Asset Criticality Analysis – Everyone says they have identified their critical equipment. But, in many cases, equipment criticality could change based on how upset people are about an equipment problem or because people are confused about what consequences associate to failure and the probability it will occur if we manage equipment reliability effectively. The purpose of the Asset Criticality Analysis is to identify which equipment has the most serious potential consequences on business performance, if it fails. Consequences on the business can include:
• Production Throughput or Equipment/Facility Utilization
• Cost due to lost or reduced output
• Environmental Issues
• Safety Issues
• Other
The resulting Equipment Criticality Number is used to prioritize resources performing maintenance work. The Intercept Ranking Model illustrates this process (Figure 7). On the “Y” axis you see the asset criticality is listed from none to high. I like using a scale of 0-1000 because all assets are not necessarily equal. Using the Intercept line which is struck down the middle, a planner or scheduler can define which job should be planned or scheduled first, or at least get close to the best answer, because management has already been involved in determining the most critical asset and the equipment has told you (on the “X” axis) which one has the highest defect severity (in the worst condition).
The only other two factors I would add in determining which job to plan or schedule would be based on work order type (PM, CM, CBM, Rebuild, etc) plus time on back. Figure 8 shows the 4-Way Prioritization Model for planning and scheduling.
Identify what equipment is most likely to negatively impact business performance because it both matters a lot when it fails and it fails too often. The resulting Relative Risk Number is used to identify assets that are candidates for reliability improvement.
A consistent definition for equipment criticality needs to be adopted and validated in order to ensure the right work is completed at the right time. This is the key to the elimination of failures.
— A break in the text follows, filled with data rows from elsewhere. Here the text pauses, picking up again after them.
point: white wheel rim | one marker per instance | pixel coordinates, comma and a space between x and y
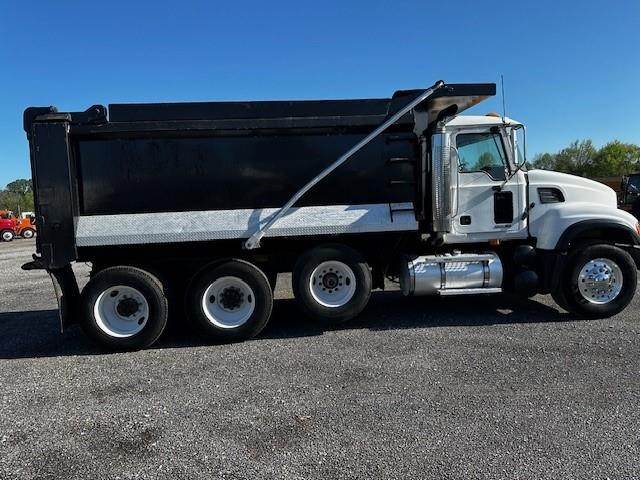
228, 302
121, 311
600, 281
332, 284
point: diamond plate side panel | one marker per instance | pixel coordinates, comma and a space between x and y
172, 227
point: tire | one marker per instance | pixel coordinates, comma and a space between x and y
231, 301
7, 235
111, 319
618, 272
319, 278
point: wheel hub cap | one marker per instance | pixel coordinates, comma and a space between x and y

Identification of Failure Modes – The goal of most maintenance strategies is to prevent or predict equipment failures. Equipment failures are typically caused by the catastrophic failure of an individual part. These parts develop defects, and when left alone, those defects lead to the ultimate catastrophic failure of the part. The defects are, in turn, caused by “something”. Eliminating that “something” (the cause) will eliminate the failure.
The primary goal of an effective Preventive (PM) program is to eliminate the cause and prevent the failure from occurring. The primary goal of a Predictive Maintenance (PdM) or Condition Based Monitoring (CBM) Program is to detect the defects and manage the potential failures before they become catastrophic failures. In addition, many program tasks are designed to maintain regulatory compliance. Many companies have PM programs. However, many of the tasks in them do not address specific failure modes.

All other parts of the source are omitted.